New Year's Revisions Blog Party! Rock on!

Happy New Year, everybody! We're officially in the next decade and 2011 is going to rock! I can feel it.

Okay, so revisions aren't traditionally fun, but who says it has to be that way?

This year, if you don't have a critique partner (or group), get a few. Find them here or here or here.

Write, revise and edit on your own, and then trade critiques with someone else who either writes or reads in your genre.

Revising will be a heck of a lot more fun when you have company.

Here are my goals for 2011:

1. Finish my current YA urban fantasy with sci-fi elements.

2. Reread it for cohesiveness and flow. Draw arrows and be open to big picture changes. Look for high emotional stakes, rising conflicts, and character arcs.

3. Make necessary changes. Let sit for a week or two while I critique for my CPs and cleanse my palate of my own work.

4. Reread again slowly for language problems, redundancies, weak word choice or purple prose.

5. Use the five senses test to see if my readers can see, hear, smell, touch, and taste the world in 3D the way I do. If not, add in the sensations.

6. One last line-edit for mechanics, spellings, etc.

7. Submit to beta-readers. Listen to all suggestions. Implement the ones that make sense.

8. Let the work sit for another few weeks. Reread again. Make any glaring changes. If none, start querying.

I figure this process will take me through March. I'm tempted to finish writing and send it off before the market gets swarmed with ideas too similar to mine (it's happened and it was tragic), but I know revision is a vital step. I'd rather risk similar books coming out than submit something less than my best.

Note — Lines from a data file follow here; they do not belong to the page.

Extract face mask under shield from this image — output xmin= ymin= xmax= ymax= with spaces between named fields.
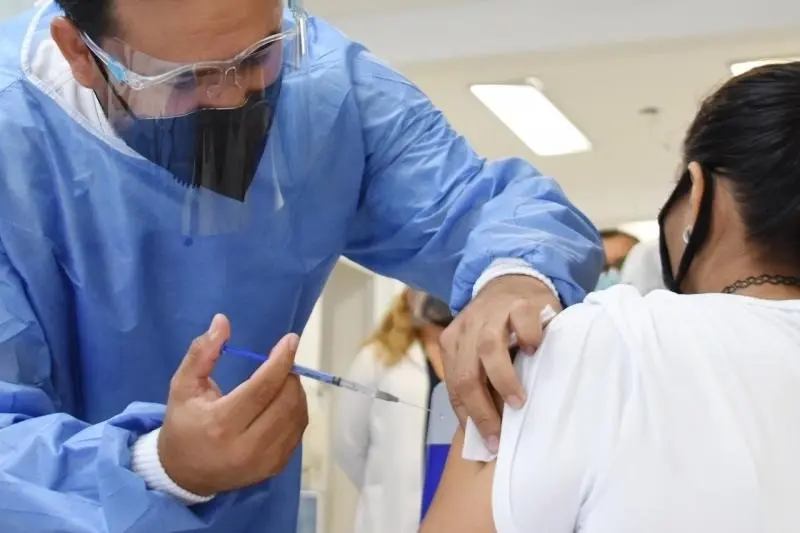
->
xmin=83 ymin=5 xmax=311 ymax=237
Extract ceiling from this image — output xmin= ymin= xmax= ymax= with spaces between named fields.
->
xmin=313 ymin=0 xmax=800 ymax=230
xmin=315 ymin=0 xmax=800 ymax=65
xmin=305 ymin=0 xmax=486 ymax=19
xmin=400 ymin=28 xmax=800 ymax=229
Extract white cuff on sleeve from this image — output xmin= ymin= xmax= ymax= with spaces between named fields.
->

The easiest part for me is the mechanical editing. I'm sure I miss things here or there, but mostly I'm pretty good at cleaning up my own writing. The hardest thing will be story structure and emotional stakes. Those are aspects I feel leave room for improvement. I think you'll agree they're pretty important! So it'll be worth the extra work to get my MS in shape before querying. I'll feel done when I can read through it without that nagging doubt that something's not quite right. When perfectionist-me can read over it and feel satisfied, then it will be done*.

*No book is ever done until it's printed, but for the sake of the querying stage, I'll be done.

New to the party?

Add your link and groove to the imaginary beat. Since it's all in your head, it can't be bad, right?

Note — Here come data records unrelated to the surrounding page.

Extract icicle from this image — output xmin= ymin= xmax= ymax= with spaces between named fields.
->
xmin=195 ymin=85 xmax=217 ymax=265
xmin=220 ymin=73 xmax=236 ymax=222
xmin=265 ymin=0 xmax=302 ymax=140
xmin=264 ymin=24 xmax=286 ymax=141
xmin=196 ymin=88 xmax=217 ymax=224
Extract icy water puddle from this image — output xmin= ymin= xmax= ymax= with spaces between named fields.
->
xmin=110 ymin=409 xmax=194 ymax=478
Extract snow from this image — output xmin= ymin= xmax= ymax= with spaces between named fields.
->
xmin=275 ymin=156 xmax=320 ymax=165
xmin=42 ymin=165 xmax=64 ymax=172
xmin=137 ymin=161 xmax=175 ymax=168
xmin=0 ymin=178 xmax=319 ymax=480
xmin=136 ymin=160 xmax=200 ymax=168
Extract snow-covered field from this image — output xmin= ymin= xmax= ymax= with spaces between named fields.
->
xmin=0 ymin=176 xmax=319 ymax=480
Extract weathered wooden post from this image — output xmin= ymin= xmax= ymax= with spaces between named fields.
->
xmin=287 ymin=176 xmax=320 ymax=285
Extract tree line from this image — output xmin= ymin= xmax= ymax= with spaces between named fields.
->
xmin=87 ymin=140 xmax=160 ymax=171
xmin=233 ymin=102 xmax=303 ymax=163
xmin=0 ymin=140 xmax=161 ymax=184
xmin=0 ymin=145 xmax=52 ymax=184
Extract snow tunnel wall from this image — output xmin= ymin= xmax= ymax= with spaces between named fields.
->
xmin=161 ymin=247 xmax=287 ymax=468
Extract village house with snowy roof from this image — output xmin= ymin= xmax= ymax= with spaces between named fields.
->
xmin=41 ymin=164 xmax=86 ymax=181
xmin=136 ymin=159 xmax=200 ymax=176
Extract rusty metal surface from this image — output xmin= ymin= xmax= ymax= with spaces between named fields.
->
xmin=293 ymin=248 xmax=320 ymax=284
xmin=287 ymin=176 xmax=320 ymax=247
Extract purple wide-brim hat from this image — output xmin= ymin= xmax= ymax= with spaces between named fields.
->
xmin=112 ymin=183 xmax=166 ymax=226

Revision is often touted by published authors, agents, and editors alike as the most important step in getting a book published. Incredible things can happen for us in 2011 if we make revision a priority rather than an afterthought. Enjoy your New Year!!


  1. Those are really great and detailed plans. I'm wishing you the best of luck on them! And if you ever need another eye, I'd be happy to read for you. :)

    Happy New Year, Katrina!

  2. Those are terrific goals - hope you achieve them and more.

    I love the slash and destroy part of revising - and hate fixing those darn plot holes!

  3. Thanks, Emy! You are so sweet to offer. When I get to the beta stage I will definitely shoot you a line to see if you're still up for it.

    Jemi, I'm with you. Darn plot holes are the WORST. If only we could write a flawless plot from point A to point B without any discrepancies! Maybe someday I'll get to that point of unconscious competence, but until then, critique partners are my saving grace.

    Happy New Year, you guys!

  4. Yay to your goals. Can't wait to see where this year takes us!

  5. Great list! Here's wishing you a productive and successful 2011!

  6. Thank you, Lindsay and Christy! It's going to be a great year in the kidlit community with friends like you!